Text: Martin Pfanner

Jedes Ende bringt Wehmut und auch Tränen mit sich. Am 10. März ist die Servus Hockey Night unrühmlich und abrupt zu Ende gegangen. Dabei galt es noch so viele verdiente Mitarbeiter hervorzuheben. Das tun wir nun über die nächsten Wochen an dieser Stelle. Heute Teil 7: Die Aufnahmeleitung.

Welche Person koordiniert seit Jahren sämtliche Timings der Servus Hockey Night? Wer ist bei Eismeistern, (Back-Office-)Vereinsmitarbeitern, Pressesprechern, Managern, Coaches und Spielern gleichermaßen bekannt, beliebt und bisweilen berüchtigt? Nach wessen Pfeife tanzten alle soeben Genannten über 300 Mal in den letzten 10 Jahren? Nach der der Aufnahmeleitung.

Auftritt: Angie von Thun

„Servus, ich bin die Angie“. Fünf Worte, die in den Eishallen der Erste Bank Eishockey Liga in der zurückliegenden Dekade tausendfach aus dem Mund von Angie von Thun zu hören waren.

Fünf Worte, die bereits ein paar grundlegende Charakterzüge der Deutschen abgrenzen: Nahbarkeit, Offenheit, Freundlichkeit, Direktheit. Essentielle Dinge, um in ihrem Job nicht nur akzeptiert zu werden, sondern auch erfolgreich zu sein.

Was macht eigentlich die Aufnahmeleitung?

Instinktiv würde ich darauf antworten: „Zu viel.“ Einfach, weil so viele Dinge zu tun sind, die in der schieren Masse leicht untergehen. Nachfolgend deswegen ein kleiner Versuch der Skizzierung einer normalen Sendung:

Angies Vorbereitung für die Servus Hockey Night beginnt seit fast jeher bereits weit vor dem jeweiligen Sonntag oder Spieltag. Personaleinteilungen oder Updates landen genauso in ihrem Postfach, wie bereits erste Updates zu Sendungsgästen oder technischen Specials (Schlittschuh-Kamera, Voraufzeichnungen am Eis, mit Mikrofonen verkabelte Schiedsrichter, etc).

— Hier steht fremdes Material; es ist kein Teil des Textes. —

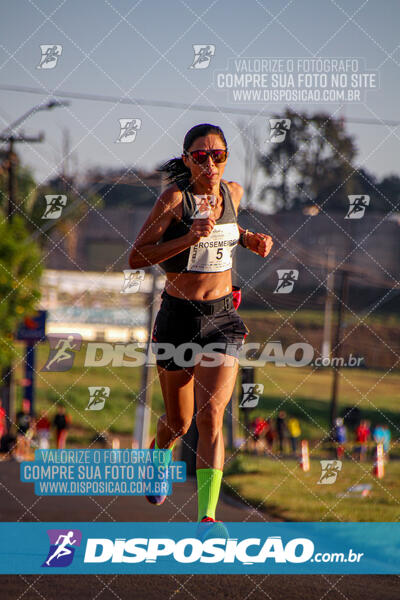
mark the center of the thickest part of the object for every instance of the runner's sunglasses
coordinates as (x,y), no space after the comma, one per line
(200,156)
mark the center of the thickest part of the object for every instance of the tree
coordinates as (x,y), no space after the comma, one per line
(20,271)
(251,161)
(313,165)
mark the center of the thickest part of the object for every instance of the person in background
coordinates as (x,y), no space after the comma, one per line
(269,436)
(387,436)
(43,432)
(257,426)
(362,437)
(3,429)
(23,422)
(281,429)
(294,431)
(340,438)
(61,423)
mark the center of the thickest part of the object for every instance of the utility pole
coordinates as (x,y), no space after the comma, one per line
(12,206)
(8,135)
(338,343)
(330,283)
(143,408)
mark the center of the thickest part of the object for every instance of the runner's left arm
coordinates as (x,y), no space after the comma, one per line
(259,243)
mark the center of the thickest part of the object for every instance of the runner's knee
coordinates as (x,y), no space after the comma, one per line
(178,425)
(209,420)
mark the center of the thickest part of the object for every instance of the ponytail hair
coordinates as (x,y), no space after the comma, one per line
(175,169)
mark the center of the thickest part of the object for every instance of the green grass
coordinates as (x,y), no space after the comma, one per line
(284,491)
(299,391)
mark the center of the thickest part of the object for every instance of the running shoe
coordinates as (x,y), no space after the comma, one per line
(210,528)
(157,499)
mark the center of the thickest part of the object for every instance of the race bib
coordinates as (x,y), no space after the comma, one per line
(213,254)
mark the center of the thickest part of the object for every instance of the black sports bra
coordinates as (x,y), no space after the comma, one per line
(210,254)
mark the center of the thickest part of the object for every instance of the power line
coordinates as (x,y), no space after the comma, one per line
(177,105)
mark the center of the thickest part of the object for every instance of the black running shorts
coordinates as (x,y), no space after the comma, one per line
(183,329)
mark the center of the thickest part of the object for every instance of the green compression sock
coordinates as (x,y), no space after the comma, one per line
(208,487)
(168,458)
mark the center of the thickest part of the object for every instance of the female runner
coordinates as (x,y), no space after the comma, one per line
(197,302)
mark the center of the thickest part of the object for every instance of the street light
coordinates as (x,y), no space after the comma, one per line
(8,136)
(47,106)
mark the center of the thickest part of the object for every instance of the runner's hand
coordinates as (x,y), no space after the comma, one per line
(259,243)
(201,228)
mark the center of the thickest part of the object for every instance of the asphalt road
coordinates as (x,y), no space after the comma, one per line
(19,503)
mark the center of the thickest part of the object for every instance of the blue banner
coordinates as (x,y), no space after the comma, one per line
(89,472)
(165,548)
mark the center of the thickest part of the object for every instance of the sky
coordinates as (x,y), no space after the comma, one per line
(144,49)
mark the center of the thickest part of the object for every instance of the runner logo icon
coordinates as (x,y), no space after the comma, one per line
(357,206)
(278,130)
(330,471)
(98,396)
(54,206)
(50,55)
(62,348)
(128,129)
(287,279)
(61,551)
(202,55)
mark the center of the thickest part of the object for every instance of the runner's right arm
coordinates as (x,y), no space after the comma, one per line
(147,250)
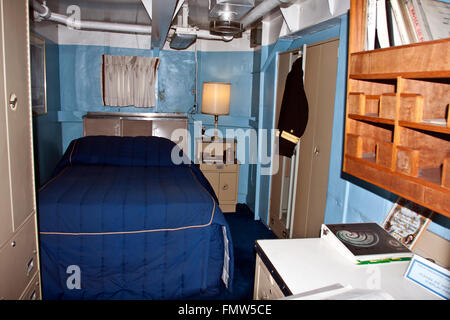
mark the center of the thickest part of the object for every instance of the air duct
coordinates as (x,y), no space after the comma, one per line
(225,15)
(262,9)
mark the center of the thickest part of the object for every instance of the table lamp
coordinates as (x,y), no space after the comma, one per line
(216,101)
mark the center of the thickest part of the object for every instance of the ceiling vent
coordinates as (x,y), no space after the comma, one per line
(225,15)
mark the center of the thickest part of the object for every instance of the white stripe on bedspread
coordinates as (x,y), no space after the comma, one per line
(226,258)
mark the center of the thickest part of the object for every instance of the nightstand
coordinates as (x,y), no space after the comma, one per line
(217,161)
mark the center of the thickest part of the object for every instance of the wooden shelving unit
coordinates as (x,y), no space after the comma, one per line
(397,133)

Warum? Weil sich die Bayerin auch für die Erstellung der sogenannten „Dispo“ verantwortlich zeichnet. Die Dispo – kurz für Disposition – ist ein zuletzt bis zu 20 Seiten starkes Konvolut an Timings, Informationen und Plänen für eine jede Servus Hockey Night.

Wo wird produziert? Wie lautet das On- & Off-Air-Personal? Welche Kameras und technischen Lösungen müssen wo aufgebaut werden? Wer sind die Ansprechpartner in der Halle, bei den Vereinen und bei der Liga?

Selbst kleinste Details wie Tonspurbelegungen im Ü-Wagen, die Anzahl der Mitschnitte für Vereine oder Schiedsrichter sowie die exakten zeitlichen Abläufe für den kompletten Sendungstag sind in der Dispo festgehalten.

Nichts soll dem Zufall überlassen werden, damit man am Tag der Übertragung auch tunlichst nie unangenehm überrascht werden kann. Die Organisation des beziehungsweise die Abläufe am Gameday sind da noch in weiter Ferne.

Ein Exkurs

Bald werden nicht nur On-Air-Leute gesucht, sondern auch Mitarbeiter im Hintergrund. Für die Aufnahmeleitung drängen sich früh zwei Damen auf, Angie von Thun und Constanze Portune.

Die beiden zeichnen sich in den ersten Jahren fast durchgängig für die Vor-Ort-Koordinationen verantwortlich, übernehmen bald auch die ehrenvolle (oder leidvolle – je nach Betrachtungsweise) Aufgabe die Dispos zu erstellen. Portune wechselt bald zum Ü-Wagen-Dienstleister NEP, von Thun bleibt der Servus Hockey Night treu.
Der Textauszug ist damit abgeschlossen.